The U.S. Federal Reserve on Wednesday advanced plans for a new class of limited payment accounts that would provide a pared-back version of the master account services typically reserved for banks, and opened a 60-day public comment period on the latest proposal. The Fed said the accounts could help firms with a range of business models clear and settle payments more quickly and at lower cost, while stopping short of full master account status. The concept follows a December request for information that included an initial 45-day comment window, and the central bank said the current approach is "substantially similar" to the prototype outlined in that earlier effort. The proposal addresses a long-running priority for parts of the crypto industry seeking more direct access to the Fed's payment rails. The earlier version of the concept was widely dubbed "skinny" accounts. Under the Fed's description, payment account holders would not have access to intraday credit or the discount window, would not earn interest on balances held at a Reserve Bank, and would be limited to payment services that include automated controls designed to prevent overdrafts. The Fed also said it revised elements of the framework after receiving feedback since December.

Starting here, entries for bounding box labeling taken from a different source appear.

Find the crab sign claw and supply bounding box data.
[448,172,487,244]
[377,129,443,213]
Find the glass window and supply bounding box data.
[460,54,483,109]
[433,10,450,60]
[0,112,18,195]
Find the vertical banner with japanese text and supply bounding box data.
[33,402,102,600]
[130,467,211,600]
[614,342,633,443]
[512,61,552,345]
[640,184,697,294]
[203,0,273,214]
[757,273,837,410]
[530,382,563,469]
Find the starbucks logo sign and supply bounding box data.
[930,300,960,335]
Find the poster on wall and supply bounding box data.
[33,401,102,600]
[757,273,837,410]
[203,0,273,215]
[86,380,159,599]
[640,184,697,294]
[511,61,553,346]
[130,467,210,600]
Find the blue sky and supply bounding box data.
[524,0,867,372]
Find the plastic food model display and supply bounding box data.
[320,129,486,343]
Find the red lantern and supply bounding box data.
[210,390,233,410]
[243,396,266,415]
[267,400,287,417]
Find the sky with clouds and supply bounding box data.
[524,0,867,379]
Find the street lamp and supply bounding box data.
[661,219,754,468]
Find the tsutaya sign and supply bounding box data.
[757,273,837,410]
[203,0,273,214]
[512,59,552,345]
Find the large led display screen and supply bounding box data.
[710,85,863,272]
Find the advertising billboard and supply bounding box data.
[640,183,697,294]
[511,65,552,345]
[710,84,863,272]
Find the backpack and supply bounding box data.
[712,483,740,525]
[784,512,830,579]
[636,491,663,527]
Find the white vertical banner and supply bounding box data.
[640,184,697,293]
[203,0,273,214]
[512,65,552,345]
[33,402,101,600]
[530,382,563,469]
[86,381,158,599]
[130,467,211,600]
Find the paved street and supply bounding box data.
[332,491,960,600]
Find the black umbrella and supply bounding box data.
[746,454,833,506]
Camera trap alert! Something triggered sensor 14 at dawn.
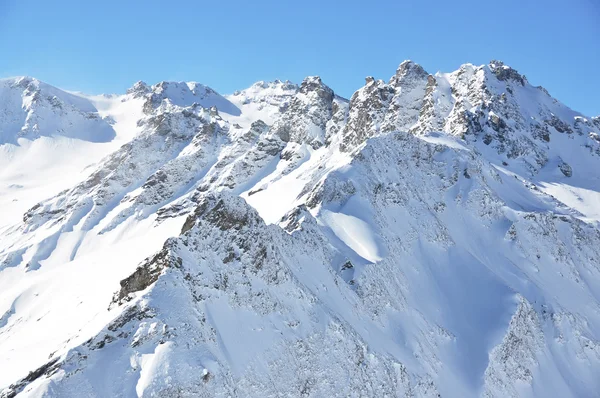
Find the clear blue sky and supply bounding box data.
[0,0,600,115]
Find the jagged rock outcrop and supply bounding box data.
[0,61,600,397]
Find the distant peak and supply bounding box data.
[489,60,527,86]
[127,80,150,96]
[389,60,429,86]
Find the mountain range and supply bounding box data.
[0,61,600,398]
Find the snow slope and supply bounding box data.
[0,61,600,397]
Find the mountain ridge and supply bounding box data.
[0,61,600,397]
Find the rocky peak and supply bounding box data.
[273,76,335,148]
[127,80,152,98]
[389,60,429,86]
[299,76,333,102]
[488,60,527,86]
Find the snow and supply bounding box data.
[0,62,600,397]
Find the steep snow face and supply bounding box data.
[0,61,600,397]
[0,77,115,144]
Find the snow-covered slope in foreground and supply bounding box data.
[0,61,600,397]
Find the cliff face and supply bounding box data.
[0,61,600,397]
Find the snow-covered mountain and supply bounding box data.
[0,61,600,398]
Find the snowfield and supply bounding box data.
[0,61,600,398]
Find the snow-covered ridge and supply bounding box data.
[0,61,600,398]
[0,77,115,144]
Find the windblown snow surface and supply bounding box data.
[0,61,600,398]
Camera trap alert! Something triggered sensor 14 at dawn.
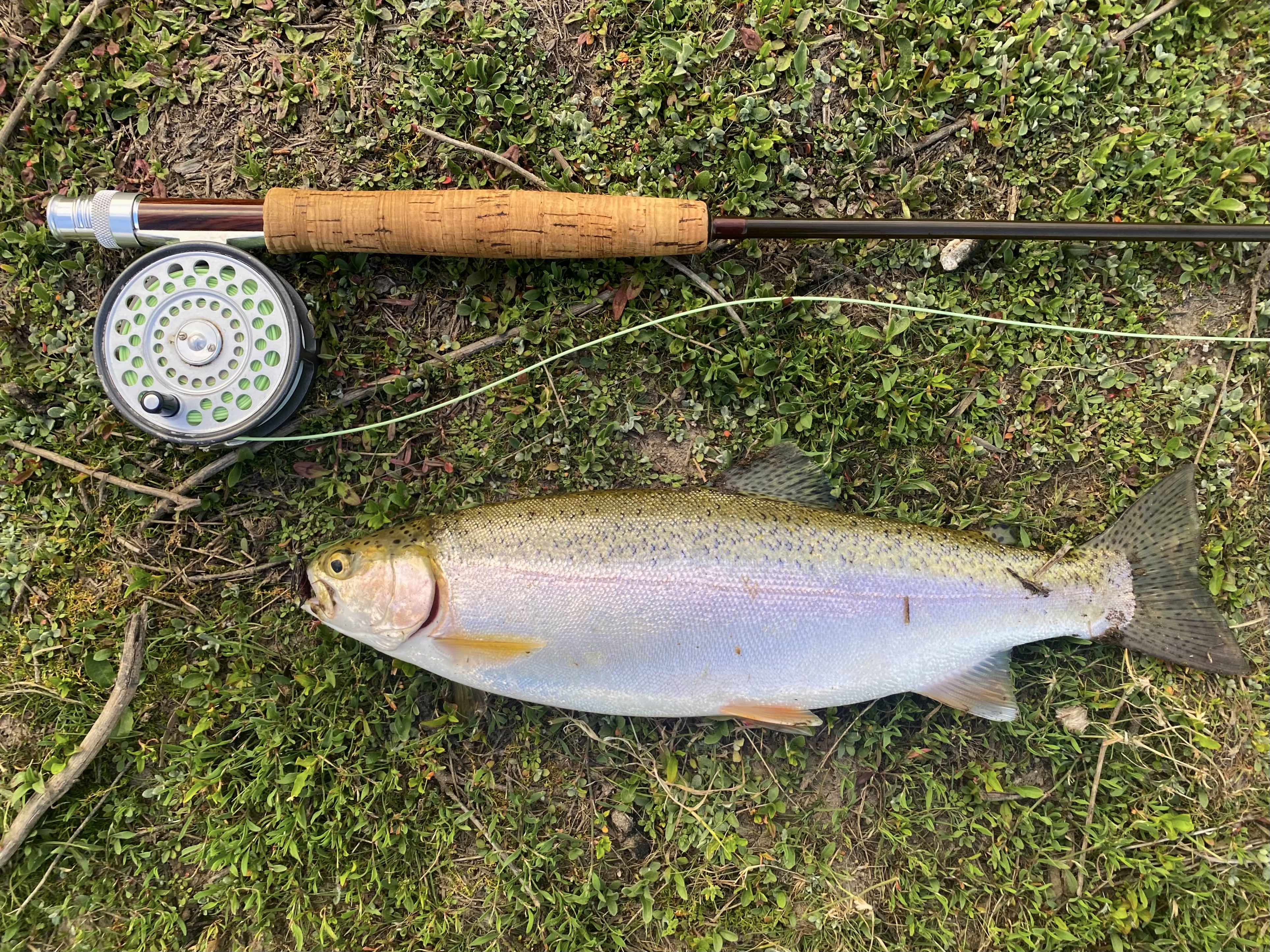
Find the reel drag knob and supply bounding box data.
[94,241,318,446]
[137,390,180,416]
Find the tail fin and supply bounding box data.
[1087,465,1250,674]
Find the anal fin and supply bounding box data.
[719,702,823,734]
[432,632,548,664]
[917,651,1019,721]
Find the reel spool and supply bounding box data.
[93,241,318,446]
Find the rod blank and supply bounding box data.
[710,218,1270,241]
[47,188,1270,258]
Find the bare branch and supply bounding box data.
[419,126,554,192]
[0,607,146,869]
[0,0,109,149]
[5,439,198,508]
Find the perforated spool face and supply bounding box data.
[98,244,300,443]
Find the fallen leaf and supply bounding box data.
[613,274,644,320]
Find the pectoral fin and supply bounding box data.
[719,702,823,734]
[918,651,1019,721]
[432,632,548,664]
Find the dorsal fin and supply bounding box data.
[713,442,838,509]
[917,651,1019,721]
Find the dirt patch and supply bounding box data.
[1165,287,1248,335]
[1165,286,1248,378]
[630,428,705,482]
[0,715,36,753]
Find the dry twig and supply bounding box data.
[13,767,128,919]
[5,439,198,509]
[419,126,552,192]
[895,116,970,159]
[0,607,146,869]
[662,255,749,338]
[0,0,109,149]
[1105,0,1185,46]
[1076,684,1134,896]
[434,773,542,909]
[1195,245,1270,461]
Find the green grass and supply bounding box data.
[0,0,1270,952]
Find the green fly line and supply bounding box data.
[238,294,1270,443]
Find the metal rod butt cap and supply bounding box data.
[44,189,141,251]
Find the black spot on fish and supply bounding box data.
[1006,569,1049,598]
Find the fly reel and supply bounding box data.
[47,188,1270,446]
[93,241,318,446]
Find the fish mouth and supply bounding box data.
[301,579,335,622]
[296,571,314,604]
[401,584,443,641]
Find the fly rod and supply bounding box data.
[48,188,1270,259]
[40,188,1270,446]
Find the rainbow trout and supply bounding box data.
[305,444,1248,729]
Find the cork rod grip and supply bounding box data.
[264,188,710,258]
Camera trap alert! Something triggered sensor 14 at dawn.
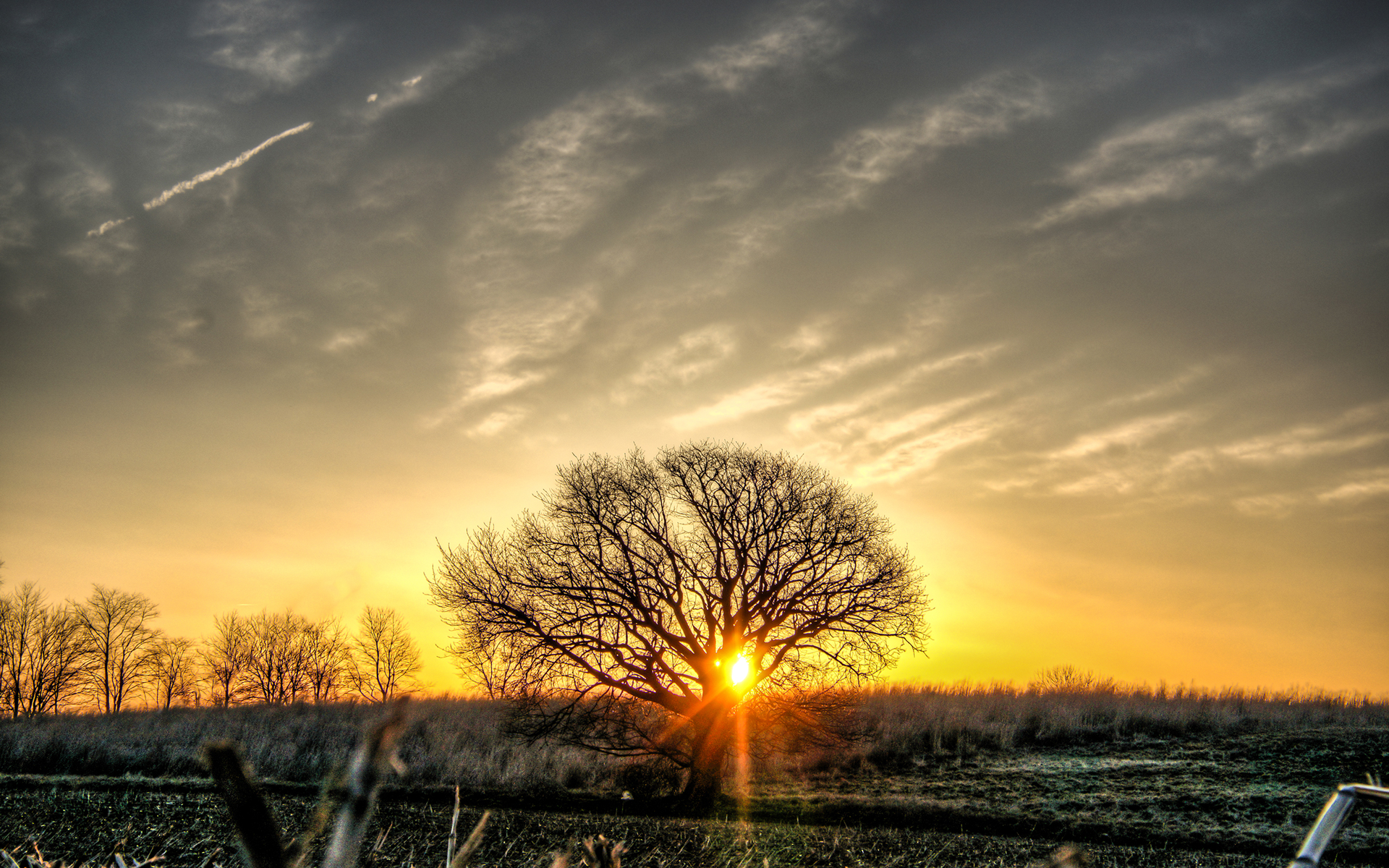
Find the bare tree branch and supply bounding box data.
[430,442,928,799]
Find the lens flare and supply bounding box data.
[728,657,753,685]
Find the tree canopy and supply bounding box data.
[430,442,928,800]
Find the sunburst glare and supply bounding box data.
[728,657,753,685]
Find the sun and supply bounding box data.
[728,657,753,685]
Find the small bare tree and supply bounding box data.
[353,605,420,703]
[150,636,200,708]
[243,611,310,704]
[199,610,250,708]
[77,584,161,714]
[304,618,357,703]
[1028,663,1114,693]
[0,582,89,717]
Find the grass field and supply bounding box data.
[0,689,1389,868]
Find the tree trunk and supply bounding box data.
[681,699,734,811]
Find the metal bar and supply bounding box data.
[1288,783,1389,868]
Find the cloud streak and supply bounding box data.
[141,121,314,209]
[1032,62,1389,229]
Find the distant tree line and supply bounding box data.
[0,572,420,718]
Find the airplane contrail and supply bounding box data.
[88,217,130,237]
[88,121,314,237]
[145,121,314,211]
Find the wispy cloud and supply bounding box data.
[1033,61,1389,229]
[444,3,861,427]
[1051,412,1196,460]
[692,3,851,92]
[728,69,1061,265]
[1215,403,1389,464]
[667,347,897,430]
[193,0,343,88]
[354,21,530,122]
[613,323,738,403]
[140,121,314,210]
[1317,467,1389,503]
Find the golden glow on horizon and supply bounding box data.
[728,657,753,685]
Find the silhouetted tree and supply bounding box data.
[77,584,160,714]
[354,605,420,703]
[150,636,199,708]
[199,610,250,708]
[242,611,310,704]
[304,618,356,703]
[429,442,927,806]
[0,582,90,717]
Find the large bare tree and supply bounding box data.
[430,442,928,804]
[77,584,161,714]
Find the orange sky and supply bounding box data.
[0,0,1389,693]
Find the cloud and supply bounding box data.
[193,0,343,89]
[139,121,314,210]
[424,287,598,433]
[441,3,867,427]
[1317,467,1389,503]
[1051,412,1196,460]
[728,69,1063,265]
[692,3,850,92]
[88,217,133,237]
[1032,61,1389,229]
[613,323,738,403]
[353,22,530,122]
[1215,403,1389,464]
[667,347,897,430]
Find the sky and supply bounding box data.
[0,0,1389,694]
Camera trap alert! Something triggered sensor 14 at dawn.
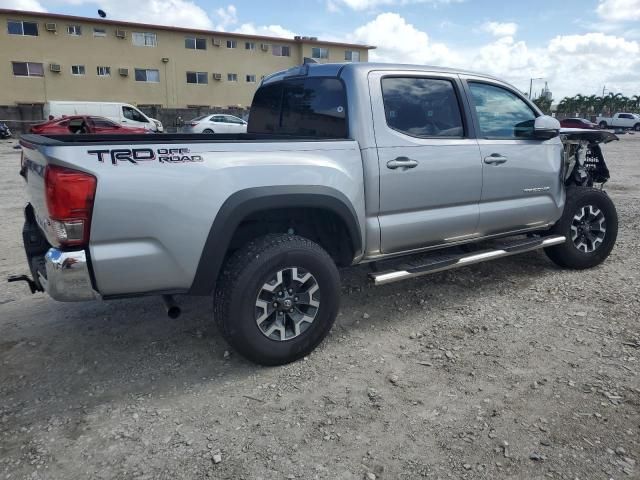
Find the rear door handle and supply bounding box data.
[387,157,418,170]
[484,157,507,165]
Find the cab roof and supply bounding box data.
[262,62,504,84]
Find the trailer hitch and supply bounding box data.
[7,275,42,293]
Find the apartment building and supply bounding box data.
[0,9,375,108]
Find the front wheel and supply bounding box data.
[214,234,340,365]
[545,187,618,270]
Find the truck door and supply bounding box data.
[467,78,564,236]
[369,72,482,253]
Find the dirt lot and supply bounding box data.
[0,135,640,480]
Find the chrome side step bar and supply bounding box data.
[369,235,567,285]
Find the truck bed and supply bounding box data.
[21,133,345,146]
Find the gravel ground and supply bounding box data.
[0,135,640,480]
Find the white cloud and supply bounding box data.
[481,22,518,37]
[234,23,296,39]
[43,0,218,30]
[347,13,640,100]
[0,0,47,12]
[596,0,640,22]
[349,13,456,64]
[216,5,238,31]
[327,0,465,12]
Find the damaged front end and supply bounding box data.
[560,128,619,188]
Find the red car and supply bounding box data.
[31,115,149,135]
[560,118,600,130]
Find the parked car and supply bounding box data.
[43,100,164,132]
[30,115,151,135]
[11,63,618,365]
[184,114,247,133]
[596,113,640,132]
[560,118,600,130]
[0,122,11,138]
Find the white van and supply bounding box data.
[43,100,164,132]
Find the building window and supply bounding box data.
[311,47,329,58]
[11,62,44,77]
[96,67,111,77]
[344,50,360,62]
[136,68,160,83]
[187,72,209,85]
[184,37,207,50]
[131,32,158,47]
[271,45,291,57]
[7,20,38,37]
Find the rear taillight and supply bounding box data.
[44,165,97,247]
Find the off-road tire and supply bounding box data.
[545,187,618,270]
[214,234,340,365]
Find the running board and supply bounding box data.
[369,235,567,285]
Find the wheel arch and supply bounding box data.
[189,185,363,295]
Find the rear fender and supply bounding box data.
[189,185,363,295]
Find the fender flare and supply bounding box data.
[188,185,363,295]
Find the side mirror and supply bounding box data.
[533,115,560,140]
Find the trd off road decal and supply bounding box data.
[87,148,204,165]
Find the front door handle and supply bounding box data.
[387,157,418,170]
[484,157,507,165]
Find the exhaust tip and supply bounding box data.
[162,295,182,320]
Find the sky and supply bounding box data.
[0,0,640,101]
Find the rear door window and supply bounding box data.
[382,77,464,138]
[248,77,348,138]
[469,82,536,140]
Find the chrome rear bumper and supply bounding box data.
[38,248,99,302]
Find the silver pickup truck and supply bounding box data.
[11,63,617,365]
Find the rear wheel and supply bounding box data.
[545,187,618,269]
[214,234,340,365]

In particular, closing balance limits would be tied to an institution's expected payment activity, and the maximum allowable closing balance would be increased. In March, Kraken became the first crypto bank to receive a limited master account, though the approval came from the Federal Reserve Bank of Kansas City rather than through a board-level rule in Washington. The Fed said it has now asked regional Reserve Banks to pause consideration of certain applications while it completes the rulemaking process. The development follows a related executive order issued a day earlier by President Donald Trump, directing the Fed to review how it grants uninsured depository institutions and nonbank financial firms access to payment accounts and services. The order also called for an examination of the 12 regional Fed banks' ability to establish payment accounts independently of the Fed's Board of Governors.